Another crossover is the red woolly hat that Sam wears for most of the film. In Pageboy, he writes of being told as a young actor in Hollywood to “take off your hat”, another push toward gender conformity. Now he wears it proudly throughout Close to You. Deliberate or coincidental? “I think a bit of both. A hat is, and has been throughout my life, some kind of gender marker for me. And now it’s like: ‘Oh yeah, I can do this. And it’s not an issue. It’s not going to turn into a long conversation.’” Arguably the most radical moment in the film occurs when Sam has taken all he can of the domestic tensions. “Family is not the most important thing,” he announces. For queer and trans people, the pressure to placate or conform to a family who may not have your best interests at heart means putting up with aggressions of the micro and macro variety. Close to You suggests it is perfectly reasonable simply to opt out.
“I don’t write those lines, so things are said that are really meant,” says Savage of his improvisatory process. “The actors aren’t acting any more. Elliot reacted in that organic way and it was rather perfect and beautiful. I liked the surprise of it. I remember us at the time saying to each other: ‘That was important.’” Page beams proudly. “You could feel something happen,” he says. “And yeah, we’re not actually used to a queer trans person having a boundary in that moment: ‘Hey, I actually don’t want to sit here and this isn’t good for me.’”
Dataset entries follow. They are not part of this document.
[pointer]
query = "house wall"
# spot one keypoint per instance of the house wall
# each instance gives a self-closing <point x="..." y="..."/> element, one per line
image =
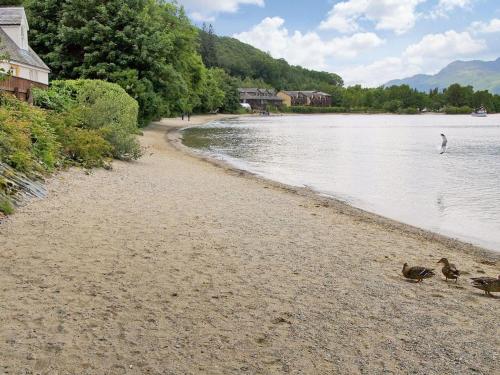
<point x="26" y="72"/>
<point x="287" y="99"/>
<point x="18" y="33"/>
<point x="20" y="87"/>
That resonates with Savage, who is a father of three adult daughters. “I get it. We find our families in all kinds of places, don’t we? They’re not necessarily the people that we’ve grown up with and that we were born to. Some people, I imagine, would think that was heresy, but I find it quite a liberating idea.”
The scarcity of trans narratives puts undue pressure on the ones that get made to tell everybody’s stories. But trans film-makers including Isabel Sandoval (Lingua Franca) and Jessica Dunn Rovinelli (So Pretty) have spoken of their frustration at the emphasis on the educational in trans cinema and an obligation for those films to be easily understood by cisgender audiences. Close to You is not guilty of that, but Page isn’t oblivious to the complaint.
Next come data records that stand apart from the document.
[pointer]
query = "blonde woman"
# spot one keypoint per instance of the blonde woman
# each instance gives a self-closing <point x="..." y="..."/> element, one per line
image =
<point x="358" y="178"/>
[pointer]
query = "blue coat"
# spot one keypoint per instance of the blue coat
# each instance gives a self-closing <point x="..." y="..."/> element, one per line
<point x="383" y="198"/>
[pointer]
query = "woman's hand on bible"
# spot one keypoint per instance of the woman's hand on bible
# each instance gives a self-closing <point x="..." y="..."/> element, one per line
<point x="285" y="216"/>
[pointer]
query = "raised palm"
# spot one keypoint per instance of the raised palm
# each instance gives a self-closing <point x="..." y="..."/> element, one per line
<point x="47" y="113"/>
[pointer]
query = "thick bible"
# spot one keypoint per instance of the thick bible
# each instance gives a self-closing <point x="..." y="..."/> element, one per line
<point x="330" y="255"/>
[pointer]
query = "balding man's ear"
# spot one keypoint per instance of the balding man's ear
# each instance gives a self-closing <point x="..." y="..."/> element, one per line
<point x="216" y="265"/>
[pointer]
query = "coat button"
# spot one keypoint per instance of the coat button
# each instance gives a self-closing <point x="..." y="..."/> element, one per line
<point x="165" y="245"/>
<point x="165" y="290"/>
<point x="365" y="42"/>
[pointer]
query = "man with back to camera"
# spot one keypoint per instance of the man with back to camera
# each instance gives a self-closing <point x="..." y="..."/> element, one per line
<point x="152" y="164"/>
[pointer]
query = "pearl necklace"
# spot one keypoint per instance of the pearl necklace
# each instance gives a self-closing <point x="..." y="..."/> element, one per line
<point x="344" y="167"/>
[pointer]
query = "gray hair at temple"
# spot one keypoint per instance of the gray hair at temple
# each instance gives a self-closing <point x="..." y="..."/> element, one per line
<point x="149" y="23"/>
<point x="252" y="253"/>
“It can, of course, be tiresome,” he says. “But I also try my best when I’m doing press to be like: ‘I understand that you don’t know a trans person, so let’s talk about it …’ The vast majority of people don’t personally know a trans person, or don’t think they do. That helps to spread the lies about our lives, about our healthcare, about who we are – and to then have those lies utilised for nefarious means.”
Close to You can only help, though any good intentions would count for little if it wasn’t also a complex work: wise about how we balance our duties to ourselves and others, devout but unsentimental in its portrait of romance, and with a brave, bold lead performance that deserves to shock a temporarily flatlined film career back to life.